In una lettera congiunta inviata alle Nazioni Unite dalla presidenza di turno spagnola del Consiglio e dalla Commissione Europea, l’UE ha confermato gli obiettivi di riduzione delle emissioni dei gas a effetto serra per il 2020 come annunciato alla Conferenza di Copenaghen.
Nella lettera si afferma che l’UE e gli Stati membri si impegnano a perseguire un obiettivo, indipendente e per tutti i settori economici, di riduzione delle emissioni del 20% entro il 2020 rispetto ai livelli del 1990 e che tale riduzione potrebbe essere portata al 30% alle condizioni stabilite dal Consiglio Europeo. Tali condizioni prevedono che, nell’ambito di un accordo globale e complessivo per il periodo post 2012, gli altri Paesi sviluppati si impegnino a ridurre le emissioni in misura analoga e i Paesi in via di sviluppo contribuiscano adeguatamente, sulla base delle loro responsabilità e capacità rispettive.
Secondo l’unico vero accordo raggiunto nel corso della Conferenza delle Nazioni Unite svoltasi a Copenaghen nei giorni 7-19 dicembre 2009, entro il 31 gennaio 2010 i Paesi sviluppati devono comunicare i propri obiettivi di riduzione delle emissioni mentre i Paesi in via di sviluppo devono comunicare le azioni di mitigazione delle rispettive emissioni. A Copenaghen è stato infatti condiviso il parere scientifico secondo cui il riscaldamento globale non dovrà superare i 2°C rispetto al livello preindustriale se si vogliono prevenire cambiamenti climatici più pericolosi, ma non sono stati definiti obiettivi globali di riduzione delle emissioni per rispettare tale limite.
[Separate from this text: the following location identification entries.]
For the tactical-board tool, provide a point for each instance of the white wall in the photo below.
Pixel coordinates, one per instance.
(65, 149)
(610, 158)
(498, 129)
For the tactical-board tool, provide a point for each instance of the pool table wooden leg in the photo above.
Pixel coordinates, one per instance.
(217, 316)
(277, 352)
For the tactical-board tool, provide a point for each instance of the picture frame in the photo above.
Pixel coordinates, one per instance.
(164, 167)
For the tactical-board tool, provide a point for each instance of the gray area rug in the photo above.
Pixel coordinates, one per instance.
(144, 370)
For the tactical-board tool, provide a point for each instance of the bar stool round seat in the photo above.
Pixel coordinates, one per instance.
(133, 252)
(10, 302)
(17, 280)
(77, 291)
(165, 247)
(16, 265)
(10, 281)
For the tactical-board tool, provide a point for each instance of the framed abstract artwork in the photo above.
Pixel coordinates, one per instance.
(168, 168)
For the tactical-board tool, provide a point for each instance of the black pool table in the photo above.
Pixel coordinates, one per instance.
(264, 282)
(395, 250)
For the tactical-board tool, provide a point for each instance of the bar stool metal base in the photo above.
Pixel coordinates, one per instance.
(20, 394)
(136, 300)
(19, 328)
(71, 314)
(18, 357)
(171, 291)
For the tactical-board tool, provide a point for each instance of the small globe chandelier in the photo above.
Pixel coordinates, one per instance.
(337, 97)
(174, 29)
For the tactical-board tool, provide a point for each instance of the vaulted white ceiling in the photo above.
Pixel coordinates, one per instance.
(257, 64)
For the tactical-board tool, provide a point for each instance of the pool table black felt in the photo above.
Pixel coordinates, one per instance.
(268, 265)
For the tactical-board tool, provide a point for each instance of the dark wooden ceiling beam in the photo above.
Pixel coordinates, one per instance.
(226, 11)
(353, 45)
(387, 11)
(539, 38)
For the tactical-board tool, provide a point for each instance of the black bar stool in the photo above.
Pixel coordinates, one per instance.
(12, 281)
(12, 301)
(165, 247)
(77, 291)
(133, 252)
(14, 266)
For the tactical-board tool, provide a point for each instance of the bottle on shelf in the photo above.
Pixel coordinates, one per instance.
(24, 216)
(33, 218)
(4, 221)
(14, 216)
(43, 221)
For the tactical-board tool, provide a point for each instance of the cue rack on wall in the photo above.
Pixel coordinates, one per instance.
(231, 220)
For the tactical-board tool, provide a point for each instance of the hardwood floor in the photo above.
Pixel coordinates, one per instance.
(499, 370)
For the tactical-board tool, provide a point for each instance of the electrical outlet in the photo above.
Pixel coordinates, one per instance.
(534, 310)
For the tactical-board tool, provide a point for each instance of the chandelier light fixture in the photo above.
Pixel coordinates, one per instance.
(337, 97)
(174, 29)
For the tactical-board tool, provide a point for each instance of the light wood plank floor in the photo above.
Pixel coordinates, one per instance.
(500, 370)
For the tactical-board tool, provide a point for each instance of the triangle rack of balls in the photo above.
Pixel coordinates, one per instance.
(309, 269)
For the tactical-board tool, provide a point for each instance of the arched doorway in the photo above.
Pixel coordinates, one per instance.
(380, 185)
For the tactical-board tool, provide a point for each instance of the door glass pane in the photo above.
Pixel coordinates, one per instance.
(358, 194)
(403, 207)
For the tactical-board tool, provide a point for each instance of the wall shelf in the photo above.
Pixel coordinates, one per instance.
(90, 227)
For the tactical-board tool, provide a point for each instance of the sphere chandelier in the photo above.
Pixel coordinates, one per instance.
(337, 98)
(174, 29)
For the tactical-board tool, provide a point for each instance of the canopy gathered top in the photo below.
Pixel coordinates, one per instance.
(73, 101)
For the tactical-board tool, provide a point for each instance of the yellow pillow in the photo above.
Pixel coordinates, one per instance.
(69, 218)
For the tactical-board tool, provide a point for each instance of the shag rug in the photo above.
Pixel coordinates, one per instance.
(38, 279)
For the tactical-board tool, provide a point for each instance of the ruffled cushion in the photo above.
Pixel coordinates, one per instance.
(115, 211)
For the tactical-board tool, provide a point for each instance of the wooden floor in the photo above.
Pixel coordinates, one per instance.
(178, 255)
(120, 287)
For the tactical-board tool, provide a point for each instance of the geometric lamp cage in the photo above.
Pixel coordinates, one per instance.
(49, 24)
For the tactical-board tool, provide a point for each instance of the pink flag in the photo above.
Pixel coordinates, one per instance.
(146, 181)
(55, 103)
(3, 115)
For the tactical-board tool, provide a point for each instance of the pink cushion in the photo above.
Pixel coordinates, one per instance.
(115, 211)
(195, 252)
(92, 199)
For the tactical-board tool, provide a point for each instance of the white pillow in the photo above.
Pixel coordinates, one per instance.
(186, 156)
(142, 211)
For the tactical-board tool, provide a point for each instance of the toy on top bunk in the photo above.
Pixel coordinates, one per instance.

A tale scopo è prevista nella prossima primavera (tra maggio e giugno) una nuova tornata di negoziati delle Nazioni Unite che durerà due settimane per cercare di raggiungere un accordo vero e proprio, vincolante e il più esteso possibile per il periodo successivo al 1° gennaio 2013, quando cioè scadrà il primo periodo di impegno del Protocollo di Kyoto.
«L’UE è determinata ad attuare rapidamente l’accordo di Copenaghen per avanzare verso l’accordo necessario a contenere il surriscaldamento del pianeta al di sotto di 2°C. L’accordo di Copenaghen costituisce una base su cui costruire questo accordo futuro, pertanto esorto tutti i Paesi ad associarsi e a stabilire ufficialmente azioni e obiettivi ambiziosi in termini di emissioni, come sta facendo l’UE» ha dichiarato il presidente della Commissione Europea, José Manuel Barroso.